Interestingly, much of what he was saying can be found, suitably dressed up as textbook-speak, on expensive MBA courses. Charlie Dunstone, though, is entirely self-taught and reached the same conclusions on his own. 

Full steam ahead for teaching tech 

Good news at last for the computer gaming entrepreneur Ian Livingstone and, hopefully, for our schoolchildren. 

Mr Livingstone, co-founder of Games Workshop and a video technology pioneer (the Tomb Raider series is just one of the best-sellers he produced) called to say he had finally got the go-ahead to open two new free schools and realise his vision of putting computing at the forefront of teaching. 

The Livingstone Academies in Tower Hamlets, east London, and Bournemouth will provide more than 3,000 children with classes rooted in STEAM – science, technology, engineering, arts and maths. They will draw on Mr Livingstone’s experience to instil creative thinking and enterprise in their pupils, who will take part in Dragons’ Den style competitions and form their own mock start-up companies. 

Mr Livingstone has long been an ambassador for digital – when he was Business Secretary, Vince Cable made him creative industries champion– and the cause of bringing our children up to speed so that Britain can compete globally. 

In 2010, he was invited by the Government to review digital skills in England and concluded that poor-quality IT in schools was an obstacle to economic growth. The study was influential in leading to an overhaul of IT teaching and the introduction of a new computer science curriculum.

Now he has got another opportunity to put his views into practice. He said: “The arts and sciences should no longer be a question of either/or – and to further this, I’m delighted to be opening two free schools to embed digital creativity in future generations of our society.
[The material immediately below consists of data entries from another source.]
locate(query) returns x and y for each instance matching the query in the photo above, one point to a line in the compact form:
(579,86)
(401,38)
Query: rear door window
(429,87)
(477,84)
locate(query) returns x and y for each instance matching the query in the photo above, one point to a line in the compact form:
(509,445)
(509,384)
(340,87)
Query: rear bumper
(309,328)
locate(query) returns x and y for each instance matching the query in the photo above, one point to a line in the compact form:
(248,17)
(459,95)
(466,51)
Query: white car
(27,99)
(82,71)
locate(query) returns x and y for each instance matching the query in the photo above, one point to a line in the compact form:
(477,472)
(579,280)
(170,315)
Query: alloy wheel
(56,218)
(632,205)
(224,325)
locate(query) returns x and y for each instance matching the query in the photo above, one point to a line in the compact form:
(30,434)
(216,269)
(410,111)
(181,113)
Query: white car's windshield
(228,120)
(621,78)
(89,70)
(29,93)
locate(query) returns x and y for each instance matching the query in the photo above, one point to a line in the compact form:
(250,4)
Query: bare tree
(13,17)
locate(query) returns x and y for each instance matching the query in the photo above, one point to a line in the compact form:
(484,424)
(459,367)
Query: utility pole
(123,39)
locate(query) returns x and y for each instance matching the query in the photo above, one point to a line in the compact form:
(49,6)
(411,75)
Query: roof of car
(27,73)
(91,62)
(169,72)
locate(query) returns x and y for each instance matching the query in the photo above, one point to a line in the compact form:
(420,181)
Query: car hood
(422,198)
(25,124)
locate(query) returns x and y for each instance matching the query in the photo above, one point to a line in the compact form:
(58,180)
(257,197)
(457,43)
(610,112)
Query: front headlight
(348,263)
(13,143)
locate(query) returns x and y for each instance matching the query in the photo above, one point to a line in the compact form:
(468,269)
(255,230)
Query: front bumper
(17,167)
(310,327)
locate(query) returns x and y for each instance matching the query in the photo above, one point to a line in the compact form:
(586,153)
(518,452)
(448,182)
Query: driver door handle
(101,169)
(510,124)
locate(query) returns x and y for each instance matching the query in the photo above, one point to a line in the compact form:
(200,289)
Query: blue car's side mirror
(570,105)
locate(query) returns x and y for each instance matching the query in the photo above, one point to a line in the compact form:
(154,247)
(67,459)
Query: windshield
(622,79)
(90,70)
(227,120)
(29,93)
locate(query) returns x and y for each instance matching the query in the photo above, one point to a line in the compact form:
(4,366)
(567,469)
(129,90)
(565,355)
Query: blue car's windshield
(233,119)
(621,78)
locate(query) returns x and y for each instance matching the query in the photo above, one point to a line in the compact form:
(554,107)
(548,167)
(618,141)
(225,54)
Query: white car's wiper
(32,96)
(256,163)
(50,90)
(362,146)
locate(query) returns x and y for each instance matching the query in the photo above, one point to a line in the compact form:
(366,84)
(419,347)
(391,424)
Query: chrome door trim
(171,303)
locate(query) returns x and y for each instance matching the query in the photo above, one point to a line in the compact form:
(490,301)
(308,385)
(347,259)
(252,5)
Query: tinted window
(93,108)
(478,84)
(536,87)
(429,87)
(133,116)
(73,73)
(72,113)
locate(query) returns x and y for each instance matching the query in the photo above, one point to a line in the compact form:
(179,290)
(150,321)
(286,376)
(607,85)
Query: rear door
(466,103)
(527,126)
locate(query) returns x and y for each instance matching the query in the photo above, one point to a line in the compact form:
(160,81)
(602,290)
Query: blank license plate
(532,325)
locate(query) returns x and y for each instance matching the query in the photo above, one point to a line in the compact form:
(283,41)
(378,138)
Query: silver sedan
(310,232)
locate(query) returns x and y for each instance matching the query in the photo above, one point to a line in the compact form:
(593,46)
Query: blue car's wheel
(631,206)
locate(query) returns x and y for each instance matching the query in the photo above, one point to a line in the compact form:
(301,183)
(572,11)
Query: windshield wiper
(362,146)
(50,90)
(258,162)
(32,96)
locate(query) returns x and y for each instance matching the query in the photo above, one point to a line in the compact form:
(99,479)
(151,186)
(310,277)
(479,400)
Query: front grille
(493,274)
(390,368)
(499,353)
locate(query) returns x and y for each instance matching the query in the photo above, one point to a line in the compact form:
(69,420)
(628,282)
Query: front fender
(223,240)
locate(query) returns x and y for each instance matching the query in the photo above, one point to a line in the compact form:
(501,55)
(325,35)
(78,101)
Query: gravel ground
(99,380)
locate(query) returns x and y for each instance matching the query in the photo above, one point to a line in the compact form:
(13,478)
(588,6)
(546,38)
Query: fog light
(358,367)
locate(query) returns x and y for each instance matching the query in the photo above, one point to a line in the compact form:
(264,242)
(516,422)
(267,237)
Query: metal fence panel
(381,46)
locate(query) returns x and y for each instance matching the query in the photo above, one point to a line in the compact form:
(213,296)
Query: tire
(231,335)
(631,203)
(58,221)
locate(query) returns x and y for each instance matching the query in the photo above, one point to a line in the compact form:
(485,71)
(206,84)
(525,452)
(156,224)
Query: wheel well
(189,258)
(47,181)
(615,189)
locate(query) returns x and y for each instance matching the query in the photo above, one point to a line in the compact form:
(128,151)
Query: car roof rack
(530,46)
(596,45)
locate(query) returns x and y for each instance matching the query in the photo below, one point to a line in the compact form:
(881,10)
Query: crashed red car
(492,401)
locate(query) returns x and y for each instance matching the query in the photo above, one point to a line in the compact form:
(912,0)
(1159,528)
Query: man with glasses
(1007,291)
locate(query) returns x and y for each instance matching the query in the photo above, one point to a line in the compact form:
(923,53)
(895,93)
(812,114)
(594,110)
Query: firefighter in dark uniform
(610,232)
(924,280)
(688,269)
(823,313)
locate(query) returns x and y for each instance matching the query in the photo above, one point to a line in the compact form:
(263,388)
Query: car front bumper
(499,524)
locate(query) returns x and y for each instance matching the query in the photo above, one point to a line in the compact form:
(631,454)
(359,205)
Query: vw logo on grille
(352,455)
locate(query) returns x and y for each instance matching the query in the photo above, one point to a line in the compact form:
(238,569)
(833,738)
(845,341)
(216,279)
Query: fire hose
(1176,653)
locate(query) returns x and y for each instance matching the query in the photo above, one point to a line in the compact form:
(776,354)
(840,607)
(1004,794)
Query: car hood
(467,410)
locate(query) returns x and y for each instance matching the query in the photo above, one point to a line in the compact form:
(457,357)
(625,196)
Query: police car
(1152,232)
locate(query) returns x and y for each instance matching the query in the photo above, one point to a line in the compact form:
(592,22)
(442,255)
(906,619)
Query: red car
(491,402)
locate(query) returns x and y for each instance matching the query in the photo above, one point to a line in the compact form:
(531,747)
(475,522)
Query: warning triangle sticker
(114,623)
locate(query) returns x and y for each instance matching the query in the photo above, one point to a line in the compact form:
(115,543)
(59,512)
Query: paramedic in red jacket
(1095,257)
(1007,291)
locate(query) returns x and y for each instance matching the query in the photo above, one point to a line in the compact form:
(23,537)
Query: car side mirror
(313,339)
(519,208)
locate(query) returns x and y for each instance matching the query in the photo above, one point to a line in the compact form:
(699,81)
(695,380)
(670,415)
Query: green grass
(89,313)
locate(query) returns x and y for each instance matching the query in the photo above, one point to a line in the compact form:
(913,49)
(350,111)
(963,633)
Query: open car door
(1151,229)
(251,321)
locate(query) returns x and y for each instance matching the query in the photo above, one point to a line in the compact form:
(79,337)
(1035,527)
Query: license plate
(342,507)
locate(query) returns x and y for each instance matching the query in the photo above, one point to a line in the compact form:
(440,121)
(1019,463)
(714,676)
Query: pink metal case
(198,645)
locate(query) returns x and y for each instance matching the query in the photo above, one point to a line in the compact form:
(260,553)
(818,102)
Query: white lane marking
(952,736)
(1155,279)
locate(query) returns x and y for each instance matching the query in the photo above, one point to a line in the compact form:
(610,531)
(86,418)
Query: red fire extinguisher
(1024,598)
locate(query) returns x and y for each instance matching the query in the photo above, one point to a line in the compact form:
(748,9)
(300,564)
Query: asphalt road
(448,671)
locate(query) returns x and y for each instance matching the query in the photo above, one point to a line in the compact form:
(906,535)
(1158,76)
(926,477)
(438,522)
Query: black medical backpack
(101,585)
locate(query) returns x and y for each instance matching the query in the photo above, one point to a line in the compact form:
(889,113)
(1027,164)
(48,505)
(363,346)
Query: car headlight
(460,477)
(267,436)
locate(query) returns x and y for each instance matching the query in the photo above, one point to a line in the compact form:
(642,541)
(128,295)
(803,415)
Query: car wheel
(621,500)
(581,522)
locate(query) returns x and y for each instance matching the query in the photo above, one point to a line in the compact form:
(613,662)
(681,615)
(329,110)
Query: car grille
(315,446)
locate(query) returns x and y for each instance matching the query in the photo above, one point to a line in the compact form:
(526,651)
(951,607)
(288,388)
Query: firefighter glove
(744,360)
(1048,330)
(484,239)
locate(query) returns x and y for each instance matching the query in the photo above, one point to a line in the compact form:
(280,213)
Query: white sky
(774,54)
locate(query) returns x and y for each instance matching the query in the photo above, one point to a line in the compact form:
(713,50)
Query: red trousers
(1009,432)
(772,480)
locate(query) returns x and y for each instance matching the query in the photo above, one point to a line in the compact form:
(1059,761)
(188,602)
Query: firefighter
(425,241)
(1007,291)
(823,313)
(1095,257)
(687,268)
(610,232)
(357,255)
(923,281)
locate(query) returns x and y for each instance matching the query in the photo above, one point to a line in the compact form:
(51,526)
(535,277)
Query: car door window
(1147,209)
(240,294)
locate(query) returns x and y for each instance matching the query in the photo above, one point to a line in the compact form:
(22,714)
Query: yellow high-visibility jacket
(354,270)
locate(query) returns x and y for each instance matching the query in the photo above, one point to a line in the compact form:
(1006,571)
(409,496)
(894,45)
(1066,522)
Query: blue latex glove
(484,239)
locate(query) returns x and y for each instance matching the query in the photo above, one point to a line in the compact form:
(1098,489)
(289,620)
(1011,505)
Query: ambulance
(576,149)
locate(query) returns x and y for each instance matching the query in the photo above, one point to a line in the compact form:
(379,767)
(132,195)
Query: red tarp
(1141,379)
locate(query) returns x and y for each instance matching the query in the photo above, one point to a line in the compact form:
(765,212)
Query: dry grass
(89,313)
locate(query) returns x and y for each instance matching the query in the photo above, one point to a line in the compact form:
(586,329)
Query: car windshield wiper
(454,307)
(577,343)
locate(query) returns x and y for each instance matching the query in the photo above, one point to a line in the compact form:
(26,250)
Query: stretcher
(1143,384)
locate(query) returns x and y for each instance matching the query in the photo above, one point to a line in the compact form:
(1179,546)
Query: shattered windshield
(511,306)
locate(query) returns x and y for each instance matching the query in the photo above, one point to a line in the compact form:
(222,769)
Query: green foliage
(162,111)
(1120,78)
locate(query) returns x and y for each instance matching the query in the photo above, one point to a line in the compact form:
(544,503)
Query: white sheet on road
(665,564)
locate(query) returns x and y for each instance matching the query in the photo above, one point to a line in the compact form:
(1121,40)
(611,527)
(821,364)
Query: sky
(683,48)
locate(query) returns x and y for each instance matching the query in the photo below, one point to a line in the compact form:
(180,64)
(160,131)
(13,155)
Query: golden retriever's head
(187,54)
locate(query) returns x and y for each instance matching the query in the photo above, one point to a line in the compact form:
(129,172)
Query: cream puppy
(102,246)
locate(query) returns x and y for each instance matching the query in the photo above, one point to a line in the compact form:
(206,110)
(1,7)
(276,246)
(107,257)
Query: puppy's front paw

It is the combination of computer programming skills and creativity by which today’s world-changing companies are built.”

He also laid down the gauntlet to other tech industry chiefs – who bemoan the absence of digital knowledge among our school leavers and graduates – to do the same. “I encourage other digital entrepreneurs to seize the opportunity offered by the free schools programme in helping to give children an authentic education for the jobs and opportunities of the digital world.” 

I recall sitting with Mr Livingstone at the annual UK gathering of Founders Forum, the network of digital entrepreneurs, held at The Grove hotel and spa in Hertfordshire. Known as “The Davos of Tech”, the super-cool two-day event is a showcase of tech talent and success.